Projektteilnehmende vernetzen sich untereinander
Am Kickoff-Event zum Projekt «Aufgabeln!» hat er auch andere Teilnehmerinnen und Teilnehmer kennengelernt. Die meisten machen sich ebenfalls viele Gedanken zu ihrem Lebensmittel-Konsum. Deshalb zweifelt Faber auch ein wenig daran, ob die Resultate nach der Messung wirklich repräsentativ seien. Denn die Personen, die verschwenderisch leben, viel Foodwaste produzieren und sich nicht mit Lebensmitteln auseinandersetzen, würden wohl gar nicht am Projekt teilnehmen. Doch die Kontakte mit Gleichgesinnten, die sich durch das Projekt ergeben, findet Faber sehr spannend. Im gegenseitigen Austausch könne man noch einiges dazulernen.

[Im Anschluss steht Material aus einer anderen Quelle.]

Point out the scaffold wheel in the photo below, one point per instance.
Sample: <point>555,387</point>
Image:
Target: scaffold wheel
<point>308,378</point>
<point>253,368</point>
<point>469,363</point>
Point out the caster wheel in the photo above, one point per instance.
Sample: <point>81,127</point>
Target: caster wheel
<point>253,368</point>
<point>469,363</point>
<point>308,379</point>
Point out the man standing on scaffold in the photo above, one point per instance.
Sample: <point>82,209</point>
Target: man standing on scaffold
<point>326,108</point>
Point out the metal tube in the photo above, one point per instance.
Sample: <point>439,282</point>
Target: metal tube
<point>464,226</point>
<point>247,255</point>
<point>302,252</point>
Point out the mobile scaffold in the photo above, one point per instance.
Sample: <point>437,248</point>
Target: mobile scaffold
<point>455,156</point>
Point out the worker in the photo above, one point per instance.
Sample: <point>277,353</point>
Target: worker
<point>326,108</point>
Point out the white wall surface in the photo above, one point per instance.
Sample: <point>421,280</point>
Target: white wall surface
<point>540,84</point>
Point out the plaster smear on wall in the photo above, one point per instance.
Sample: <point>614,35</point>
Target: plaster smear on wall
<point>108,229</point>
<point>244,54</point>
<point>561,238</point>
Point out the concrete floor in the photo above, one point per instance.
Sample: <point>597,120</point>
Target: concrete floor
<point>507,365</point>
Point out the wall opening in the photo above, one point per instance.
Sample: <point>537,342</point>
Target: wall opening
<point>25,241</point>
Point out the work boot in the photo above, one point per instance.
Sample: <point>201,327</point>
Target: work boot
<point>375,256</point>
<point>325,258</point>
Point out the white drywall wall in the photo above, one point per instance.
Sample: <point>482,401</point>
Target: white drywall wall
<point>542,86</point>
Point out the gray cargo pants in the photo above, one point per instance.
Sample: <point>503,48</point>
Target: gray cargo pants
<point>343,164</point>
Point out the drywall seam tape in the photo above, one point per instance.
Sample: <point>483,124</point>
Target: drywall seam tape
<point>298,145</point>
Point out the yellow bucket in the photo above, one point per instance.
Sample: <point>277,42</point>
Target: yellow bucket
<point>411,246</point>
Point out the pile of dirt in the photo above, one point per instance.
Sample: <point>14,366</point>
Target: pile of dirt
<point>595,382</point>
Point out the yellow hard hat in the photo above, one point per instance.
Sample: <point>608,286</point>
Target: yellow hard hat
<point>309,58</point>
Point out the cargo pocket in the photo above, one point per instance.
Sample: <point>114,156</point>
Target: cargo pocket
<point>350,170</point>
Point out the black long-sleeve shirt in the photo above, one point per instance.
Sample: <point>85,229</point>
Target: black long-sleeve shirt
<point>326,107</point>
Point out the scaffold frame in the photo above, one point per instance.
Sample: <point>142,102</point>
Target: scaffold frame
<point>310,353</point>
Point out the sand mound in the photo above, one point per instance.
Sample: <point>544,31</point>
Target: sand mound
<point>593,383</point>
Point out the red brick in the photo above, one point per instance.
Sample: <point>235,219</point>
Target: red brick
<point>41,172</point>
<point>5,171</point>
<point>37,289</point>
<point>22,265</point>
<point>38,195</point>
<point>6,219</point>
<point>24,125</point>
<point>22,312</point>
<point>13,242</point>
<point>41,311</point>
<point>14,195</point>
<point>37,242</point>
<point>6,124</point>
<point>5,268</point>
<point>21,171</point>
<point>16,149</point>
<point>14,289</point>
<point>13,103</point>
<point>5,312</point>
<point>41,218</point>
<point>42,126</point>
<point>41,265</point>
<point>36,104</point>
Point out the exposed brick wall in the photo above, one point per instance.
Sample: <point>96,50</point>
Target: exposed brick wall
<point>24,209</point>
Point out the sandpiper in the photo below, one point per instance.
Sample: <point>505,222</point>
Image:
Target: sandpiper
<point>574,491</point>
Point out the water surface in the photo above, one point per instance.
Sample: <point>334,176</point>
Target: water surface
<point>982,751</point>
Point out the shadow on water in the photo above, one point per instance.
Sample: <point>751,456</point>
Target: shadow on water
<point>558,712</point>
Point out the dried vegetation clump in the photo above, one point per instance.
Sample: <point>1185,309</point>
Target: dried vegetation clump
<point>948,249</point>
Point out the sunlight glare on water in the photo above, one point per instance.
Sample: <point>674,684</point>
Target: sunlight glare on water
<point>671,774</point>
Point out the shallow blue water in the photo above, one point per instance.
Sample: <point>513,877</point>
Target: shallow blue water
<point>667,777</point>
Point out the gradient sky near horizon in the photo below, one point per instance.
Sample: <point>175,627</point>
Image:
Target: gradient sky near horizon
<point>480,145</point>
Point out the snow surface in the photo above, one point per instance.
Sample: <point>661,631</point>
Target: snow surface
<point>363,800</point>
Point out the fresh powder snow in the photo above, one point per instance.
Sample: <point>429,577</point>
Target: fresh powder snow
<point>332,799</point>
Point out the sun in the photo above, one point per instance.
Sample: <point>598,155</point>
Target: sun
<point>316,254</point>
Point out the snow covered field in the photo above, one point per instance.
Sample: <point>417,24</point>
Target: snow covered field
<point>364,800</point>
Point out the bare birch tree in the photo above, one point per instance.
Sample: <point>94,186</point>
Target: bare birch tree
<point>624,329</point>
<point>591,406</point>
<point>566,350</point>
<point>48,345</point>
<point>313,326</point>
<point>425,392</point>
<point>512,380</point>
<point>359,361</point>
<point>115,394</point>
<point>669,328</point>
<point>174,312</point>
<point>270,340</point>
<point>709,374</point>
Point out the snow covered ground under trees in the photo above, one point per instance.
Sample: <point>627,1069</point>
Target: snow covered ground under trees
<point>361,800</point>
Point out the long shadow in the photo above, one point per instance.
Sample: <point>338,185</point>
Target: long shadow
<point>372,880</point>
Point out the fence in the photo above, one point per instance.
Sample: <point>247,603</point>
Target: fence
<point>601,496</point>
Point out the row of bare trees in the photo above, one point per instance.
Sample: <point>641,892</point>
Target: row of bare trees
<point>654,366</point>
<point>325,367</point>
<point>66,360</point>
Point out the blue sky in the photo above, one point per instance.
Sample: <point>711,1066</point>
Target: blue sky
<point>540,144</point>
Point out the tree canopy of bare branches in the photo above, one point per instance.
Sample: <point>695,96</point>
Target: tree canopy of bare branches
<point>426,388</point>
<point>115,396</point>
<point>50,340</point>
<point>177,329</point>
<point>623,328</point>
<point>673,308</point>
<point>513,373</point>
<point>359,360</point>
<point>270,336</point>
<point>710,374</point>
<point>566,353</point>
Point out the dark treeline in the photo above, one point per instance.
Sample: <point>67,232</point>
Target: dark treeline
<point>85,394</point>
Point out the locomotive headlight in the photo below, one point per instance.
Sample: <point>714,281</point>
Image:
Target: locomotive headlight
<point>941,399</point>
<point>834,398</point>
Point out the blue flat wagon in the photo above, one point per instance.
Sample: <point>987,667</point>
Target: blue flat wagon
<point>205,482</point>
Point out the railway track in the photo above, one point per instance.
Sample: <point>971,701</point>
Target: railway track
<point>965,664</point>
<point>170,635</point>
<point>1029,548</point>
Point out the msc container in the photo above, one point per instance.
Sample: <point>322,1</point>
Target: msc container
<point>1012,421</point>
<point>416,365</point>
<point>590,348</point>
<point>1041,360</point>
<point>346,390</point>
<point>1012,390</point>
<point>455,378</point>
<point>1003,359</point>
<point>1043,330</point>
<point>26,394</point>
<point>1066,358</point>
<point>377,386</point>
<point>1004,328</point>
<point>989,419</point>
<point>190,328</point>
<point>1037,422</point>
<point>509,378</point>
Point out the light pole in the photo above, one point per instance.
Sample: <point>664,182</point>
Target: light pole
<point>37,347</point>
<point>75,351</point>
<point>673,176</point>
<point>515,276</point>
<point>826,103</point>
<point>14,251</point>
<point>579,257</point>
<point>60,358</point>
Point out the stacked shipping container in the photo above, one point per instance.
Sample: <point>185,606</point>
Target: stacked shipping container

Auch fragt er sich, ob das Gewicht die richtige Masseinheit für Foodwaste ist. Die Schale eines Kürbis fällt mehr ins Gewicht als die abgeschnittenen Stiele von Pilzen. Ist das Wegwerfen einer 200 Gramm Mango vom anderen Ende der Welt nicht schlimmer als das Wegwerfen eines 200 Gramm Apfels aus dem Nachbardorf? Denn in weggeworfenen Lebensmitteln steckt schliesslich nicht nur das Geld der Verbraucherinnen und Verbraucher, sondern auch für den Transport notwendige Ressourcen und Arbeitskraft.
Im Projekt «Aufgabeln!» werden beispielsweise auch theoretisch verwertbare Abfälle wie Karottenschalen als Foodwaste eingestuft. Wo dabei die Grenze zu Abfall ist und ab wann ein Produkt anders verwertet werden kann, gilt es noch herauszufinden. Antworten auf die offenen Fragen soll das Pilotprojekt liefern.
Das Ziel sind Erkenntnisse für den ganzen Aargau
Nach der zweiwöchigen Messphase werden die Daten ausgewertet und im Rahmen einer Schlussveranstaltung mit den Teilnehmenden diskutiert, so die Projektleiterin Franziska Ruef. Ziel der Schlussveranstaltung sei es, die Gründe der gemessenen Lebensmittelabfälle besser zu verstehen, um einen darauf basierenden Leitfaden zu entwickeln.
Der Leitfaden, welcher sich auf die Daten und Erfahrungen der Teilnehmenden stützt, soll danach über die zwei Pilotgemeinden hinaus über Herausforderungen und Chancen im Zusammenhang mit Foodwaste informieren, erklärt die Projektleiterin.
Der Kanton investiere dafür rund 50’000 Franken; darin inbegriffen seien die etwas höheren Kosten für das Pilotprojekt, aber auch langfristig der Grossteil der Kosten für alle Massnahmen und Produkte, wie den kantonsweit einsetzbaren Leitfaden sowie die Durchführung des Projektes in anderen Gemeinden.